Più un’organizzazione diventa complessa, più l’allocazione delle risorse, il riconoscimento dei diritti-doveri e la distribuzione dei poteri diventa cosa ardua, e allo stesso tempo essenziale al buon funzionamento della stessa.
La nostra società è un’organizzazione complessa. L’aspetto su cui vorrei focalizzare l’attenzione, oggi, è quello economico. La crisi cominciata nel Settembre 2008, denominata anche la Grande Recessione, è stata una presa di coscienza; ci si è resi conto di quanto il meccanismo fosse diventato complesso e di quanto, probabilmente, la regolamentazione fosse rimasta indietro.
Uno dei fattori determinanti per la crisi finanziaria è stata la forte interdipendenza delle istituzioni finanziarie, che ha messo in moto meccanismi di trasmissione e ha reso possibile il contagio.
Il grado d’interconnessione dei mercati finanziari a livello globale e l’internazionalizzazione delle banche era, ed è, molto alto; tuttavia, la regolamentazione finanziaria dei vari Paesi mancava di coordinamento.
Questa riconosciuta esigenza rappresenta, di fatto, il fondamento della reazione alla crisi delle istituzioni europee, e non solo.

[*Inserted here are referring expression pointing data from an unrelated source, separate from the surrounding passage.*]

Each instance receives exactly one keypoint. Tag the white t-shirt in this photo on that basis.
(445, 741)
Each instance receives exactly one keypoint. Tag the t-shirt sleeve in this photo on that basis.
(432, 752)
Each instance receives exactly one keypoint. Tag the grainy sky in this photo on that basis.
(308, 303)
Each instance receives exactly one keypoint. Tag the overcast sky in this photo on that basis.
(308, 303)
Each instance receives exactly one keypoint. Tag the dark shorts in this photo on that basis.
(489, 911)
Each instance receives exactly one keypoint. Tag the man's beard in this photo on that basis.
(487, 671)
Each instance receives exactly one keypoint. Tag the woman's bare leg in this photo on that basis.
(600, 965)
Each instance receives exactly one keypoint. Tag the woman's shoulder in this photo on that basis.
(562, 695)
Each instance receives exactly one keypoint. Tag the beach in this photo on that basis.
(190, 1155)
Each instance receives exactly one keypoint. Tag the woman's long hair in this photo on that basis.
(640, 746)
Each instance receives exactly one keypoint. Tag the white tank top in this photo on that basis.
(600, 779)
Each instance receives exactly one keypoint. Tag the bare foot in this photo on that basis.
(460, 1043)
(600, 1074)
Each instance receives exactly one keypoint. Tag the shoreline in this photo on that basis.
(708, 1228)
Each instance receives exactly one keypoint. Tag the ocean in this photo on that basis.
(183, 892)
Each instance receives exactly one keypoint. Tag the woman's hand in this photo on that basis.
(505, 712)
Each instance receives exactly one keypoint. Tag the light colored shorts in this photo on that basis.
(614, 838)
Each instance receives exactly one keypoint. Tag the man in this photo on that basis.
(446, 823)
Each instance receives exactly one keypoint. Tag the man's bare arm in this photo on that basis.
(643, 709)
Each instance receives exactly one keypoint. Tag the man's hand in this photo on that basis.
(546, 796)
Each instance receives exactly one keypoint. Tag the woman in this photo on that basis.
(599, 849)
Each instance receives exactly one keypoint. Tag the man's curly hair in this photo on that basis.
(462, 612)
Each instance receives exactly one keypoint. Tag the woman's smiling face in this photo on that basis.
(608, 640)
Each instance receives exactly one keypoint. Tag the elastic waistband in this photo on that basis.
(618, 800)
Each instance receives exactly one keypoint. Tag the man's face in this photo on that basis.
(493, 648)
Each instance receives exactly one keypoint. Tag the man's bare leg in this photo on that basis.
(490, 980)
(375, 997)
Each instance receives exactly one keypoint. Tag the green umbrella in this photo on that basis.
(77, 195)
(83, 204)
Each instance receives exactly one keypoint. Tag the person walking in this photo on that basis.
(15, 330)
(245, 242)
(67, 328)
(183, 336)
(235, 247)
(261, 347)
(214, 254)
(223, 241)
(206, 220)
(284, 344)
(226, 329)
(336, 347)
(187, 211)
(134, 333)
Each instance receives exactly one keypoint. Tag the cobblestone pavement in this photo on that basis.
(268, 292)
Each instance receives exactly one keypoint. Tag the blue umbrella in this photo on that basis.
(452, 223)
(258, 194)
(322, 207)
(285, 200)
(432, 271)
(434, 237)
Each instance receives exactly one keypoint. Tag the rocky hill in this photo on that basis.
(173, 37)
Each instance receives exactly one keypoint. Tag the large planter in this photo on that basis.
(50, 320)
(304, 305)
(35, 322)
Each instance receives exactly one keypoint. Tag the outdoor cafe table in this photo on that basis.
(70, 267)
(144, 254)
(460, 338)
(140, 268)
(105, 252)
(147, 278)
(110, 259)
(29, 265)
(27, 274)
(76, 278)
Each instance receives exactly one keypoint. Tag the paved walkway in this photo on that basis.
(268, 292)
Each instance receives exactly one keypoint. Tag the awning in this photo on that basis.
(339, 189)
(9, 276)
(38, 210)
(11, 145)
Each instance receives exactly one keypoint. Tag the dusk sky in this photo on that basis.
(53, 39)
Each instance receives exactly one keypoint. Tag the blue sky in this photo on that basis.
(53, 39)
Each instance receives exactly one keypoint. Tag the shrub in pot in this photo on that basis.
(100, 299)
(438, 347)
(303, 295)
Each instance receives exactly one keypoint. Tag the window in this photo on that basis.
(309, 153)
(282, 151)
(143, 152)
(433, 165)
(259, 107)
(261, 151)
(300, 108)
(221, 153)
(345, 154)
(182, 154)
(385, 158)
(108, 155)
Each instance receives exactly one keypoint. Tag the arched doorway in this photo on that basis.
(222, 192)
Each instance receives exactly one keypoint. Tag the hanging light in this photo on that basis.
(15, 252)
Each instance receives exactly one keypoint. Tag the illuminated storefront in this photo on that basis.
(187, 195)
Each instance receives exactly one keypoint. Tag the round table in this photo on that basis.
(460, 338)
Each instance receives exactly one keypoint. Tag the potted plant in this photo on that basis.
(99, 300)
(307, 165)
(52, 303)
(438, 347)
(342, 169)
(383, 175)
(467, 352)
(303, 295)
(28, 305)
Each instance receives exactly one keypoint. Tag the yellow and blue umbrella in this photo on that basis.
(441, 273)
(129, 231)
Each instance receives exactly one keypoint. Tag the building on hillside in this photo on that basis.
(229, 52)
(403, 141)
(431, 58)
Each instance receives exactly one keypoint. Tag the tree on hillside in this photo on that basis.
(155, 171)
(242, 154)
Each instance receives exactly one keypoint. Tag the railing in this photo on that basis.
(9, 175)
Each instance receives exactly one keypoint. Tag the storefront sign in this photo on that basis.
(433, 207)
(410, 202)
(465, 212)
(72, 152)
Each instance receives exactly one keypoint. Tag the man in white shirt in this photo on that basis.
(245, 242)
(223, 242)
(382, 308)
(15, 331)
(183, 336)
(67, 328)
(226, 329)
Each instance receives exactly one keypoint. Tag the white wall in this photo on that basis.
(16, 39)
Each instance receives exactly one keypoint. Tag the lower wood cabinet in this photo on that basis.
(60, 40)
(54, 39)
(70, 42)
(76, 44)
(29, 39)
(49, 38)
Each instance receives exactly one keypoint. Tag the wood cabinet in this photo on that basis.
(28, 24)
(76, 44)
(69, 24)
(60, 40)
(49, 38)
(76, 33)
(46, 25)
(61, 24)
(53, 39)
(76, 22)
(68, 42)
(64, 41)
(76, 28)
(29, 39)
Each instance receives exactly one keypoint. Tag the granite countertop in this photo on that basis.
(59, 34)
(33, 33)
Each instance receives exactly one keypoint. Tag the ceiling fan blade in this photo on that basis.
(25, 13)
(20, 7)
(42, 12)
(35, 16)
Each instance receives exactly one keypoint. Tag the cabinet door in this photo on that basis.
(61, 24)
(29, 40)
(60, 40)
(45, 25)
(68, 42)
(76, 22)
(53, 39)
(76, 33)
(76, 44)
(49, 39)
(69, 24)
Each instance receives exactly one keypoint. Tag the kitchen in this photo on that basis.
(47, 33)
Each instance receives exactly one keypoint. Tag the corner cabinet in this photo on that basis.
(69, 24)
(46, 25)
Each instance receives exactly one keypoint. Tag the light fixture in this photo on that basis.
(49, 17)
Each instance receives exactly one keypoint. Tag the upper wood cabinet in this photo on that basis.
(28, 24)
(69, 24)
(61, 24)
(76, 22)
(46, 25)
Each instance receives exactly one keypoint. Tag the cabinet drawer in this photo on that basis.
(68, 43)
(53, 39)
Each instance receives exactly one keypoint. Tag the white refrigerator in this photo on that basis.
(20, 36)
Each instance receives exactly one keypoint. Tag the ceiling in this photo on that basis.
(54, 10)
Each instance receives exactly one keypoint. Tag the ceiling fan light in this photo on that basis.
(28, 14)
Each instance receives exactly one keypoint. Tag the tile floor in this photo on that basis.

Banking Union è il progetto portato avanti dall’Unione Europea e dalla BCE, che ha come obiettivo un’armonizzazione delle leggi economico-finanziarie dei Paesi membri e che si è tradotto nella fondazione di nuove istituzioni e nell’introduzione di nuove direttive.
Oggetto di discussione non è solo la relazione delle Nazioni Europee ma, chiaramente, anche il rapporto di queste con gli Stati Uniti e i Paesi Emergenti.
Le nostre istituzioni hanno dovuto instaurare un dialogo con quelle americane; attualmente, il focus principale è sulla regolamentazione dei mercati derivati.
In letteratura, molti guardano alle agenzie di rating come ad un’altra causa della crisi; in particolar modo, il loro funzionamento è considerato un fallimento della regolamentazione finanziaria.
In due parole, le agenzie di rating sono le uniche società la cui valutazione sulla solidità e la solvibilità di Stati, banche, aziende, titoli, è riconosciuta dalla legge. È sul “voto”, che può andare da una tripla A ad una D, che tutta la regolamentazione di Basilea si basa: le banche sono obbligate ad avere una certa quantità di capitale, per minimizzare il rischio di insolvenza, calcolata in percentuale della rischiosità delle attività che la stessa banca svolge; quanto un’attività è rischiosa ce lo dicono proprio le agenzie di rating.
Ciò che durante la crisi è emerso è che i suddetti rating sarebbero “ritardati”, seguirebbero il mercato, avendo quindi una scarsa capacità predittiva. In effetti, i titoli subprime che ci hanno condotto alla crisi, erano valutati con una tripla A fino a poco prima del crollo!
Il problema, alquanto evidente, è il conflitto di interesse esistente tra le agenzie di rating e gli emittenti dei titoli che devono essere valutati.
Attualmente, e in realtà sin dal 1975, le agenzie di rating riconosciute dalla legge si contano sulle dita di una mano e, inoltre, le quote di mercato significative si dividono solamente tra le Big 3: Moody’s, Standard and Poor’s e Fitch.
Le agenzie sono private: è argomento di dibattito quanto sia “eticamente” corretto che i “prodotti” di società private abbiano forza di legge.
La situazione è ancora più controversa se si pensa che queste agenzie rispondano al Primo Emendamento della Costituzione degli Stati Uniti d’America, vale a dire che è loro riconosciuta la libertà di parola e di stampa: praticamente, sono considerate alla stregua di giornalisti e opinionisti.